Chopok (2,024 m) is the third highest peak of the Low Tatra range (just after the neighboring Ďumbier and Štiavnica mountains) in central Slovakia. The peak offers a panoramatic view of High Tatra, Liptov and the valley of Hron. There is a chalet (called Kamenná chata) located near the summit.

==Access==
Chopok is situated on the E8 European walking route, between the Ďumbier and Dereše peaks. In addition to this east–west trail, the mountain can be also reached following the hiking trails either from the north (from the Demänovská Dolina valley) or from the south (from the bus stops Trangoška and Srdiečko). The highest points accessible by a chair lift are Chopok úboč (1834 m) on the northern slope and Kosodrevina (1494 m) on the southern slope.

==Climate==
The average temperature is -1 °C (30 °F), with the highest temperature recorded 18 °C (66 °F) and the lowest recorded temperature -27 °C (-18 °F). The average temperature in January is -8 °C (17 °F) and in July 6 °C (44 °F). Chopok is the windiest place with a weather station in Slovakia.

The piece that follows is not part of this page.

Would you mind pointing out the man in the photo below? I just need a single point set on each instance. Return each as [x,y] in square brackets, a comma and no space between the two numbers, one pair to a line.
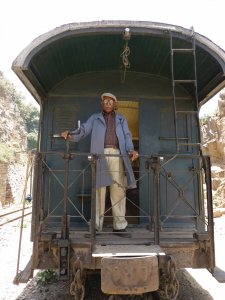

Climate data for Chopok (1991−2020)
| Month | Jan | Feb | Mar | Apr | May | Jun | Jul | Aug | Sep | Oct | Nov | Dec | Year |
| Record high °C (°F) | 6.9 (44.4) | 7.2 (45.0) | 8.8 (47.8) | 12.6 (54.7) | 17.9 (64.2) | 20.6 (69.1) | 22.2 (72.0) | 22.0 (71.6) | 19.4 (66.9) | 15.5 (59.9) | 14.4 (57.9) | 9.9 (49.8) | 22.2 (72.0) |
| Mean daily maximum °C (°F) | −5.0 (23.0) | −5.4 (22.3) | −3.3 (26.1) | 1.2 (34.2) | 5.8 (42.4) | 9.7 (49.5) | 11.6 (52.9) | 11.9 (53.4) | 7.0 (44.6) | 3.3 (37.9) | −0.7 (30.7) | −4.1 (24.6) | 2.7 (36.9) |
| Daily mean °C (°F) | −7.8 (18.0) | −8.1 (17.4) | −6.2 (20.8) | −1.7 (28.9) | 3.0 (37.4) | 6.6 (43.9) | 8.5 (47.3) | 8.8 (47.8) | 4.4 (39.9) | 0.8 (33.4) | −3.2 (26.2) | −6.6 (20.1) | −0.1 (31.8) |
| Mean daily minimum °C (°F) | −10.4 (13.3) | −10.7 (12.7) | −8.8 (16.2) | −4.1 (24.6) | 0.6 (33.1) | 4.1 (39.4) | 5.9 (42.6) | 6.3 (43.3) | 2.1 (35.8) | −1.6 (29.1) | −5.5 (22.1) | −9.2 (15.4) | −2.6 (27.3) |
| Record low °C (°F) | −27.9 (−18.2) | −26.8 (−16.2) | −23.5 (−10.3) | −17.7 (0.1) | −11.5 (11.3) | −5.1 (22.8) | −2.6 (27.3) | −3.0 (26.6) | −7.1 (19.2) | −14.9 (5.2) | −18.7 (−1.7) | −25.4 (−13.7) | −27.9 (−18.2) |
| Average precipitation mm (inches) | 79.1 (3.11) | 86.2 (3.39) | 93.9 (3.70) | 78.6 (3.09) | 113.5 (4.47) | 135.4 (5.33) | 156.5 (6.16) | 109.5 (4.31) | 95.7 (3.77) | 82.6 (3.25) | 73.9 (2.91) | 82.9 (3.26) | 1,187.8 (46.76) |
| Average precipitation days (≥ 1.0 mm) | 13.6 | 13.4 | 14.4 | 12.7 | 15.4 | 14.8 | 14.8 | 11.4 | 11.6 | 12.2 | 12.8 | 13.9 | 161.1 |
| Average snowy days | 19.3 | 18.5 | 19.6 | 16.1 | 9.0 | 2.6 | 0.8 | 1.0 | 5.0 | 8.8 | 14.2 | 18.8 | 133.5 |
| Average relative humidity (%) | 79.0 | 81.4 | 84.9 | 85.7 | 88.4 | 89.4 | 87.7 | 85.7 | 89.4 | 85.0 | 85.4 | 80.4 | 85.2 |
| Mean monthly sunshine hours | 92.1 | 90.2 | 114.2 | 146.0 | 150.9 | 150.1 | 171.9 | 176.4 | 117.6 | 106.2 | 76.0 | 81.5 | 1,473.1 |
Source: NOAA

==Skiing==
The northern and southern slopes rank among the best skiing terrains in Slovakia. There are three ski areas on the northern slope, with 21 km of prepared skiing tracks, two cable cars, five chair lifts, and ten ski lifts. The southern slope has chair lift and six ski lifts. The mountain is popular among freeskiers. In addition, the Jasná ski center is situated at Chopok's northern base and the Srdiečko and Tále ski resorts at the southern base.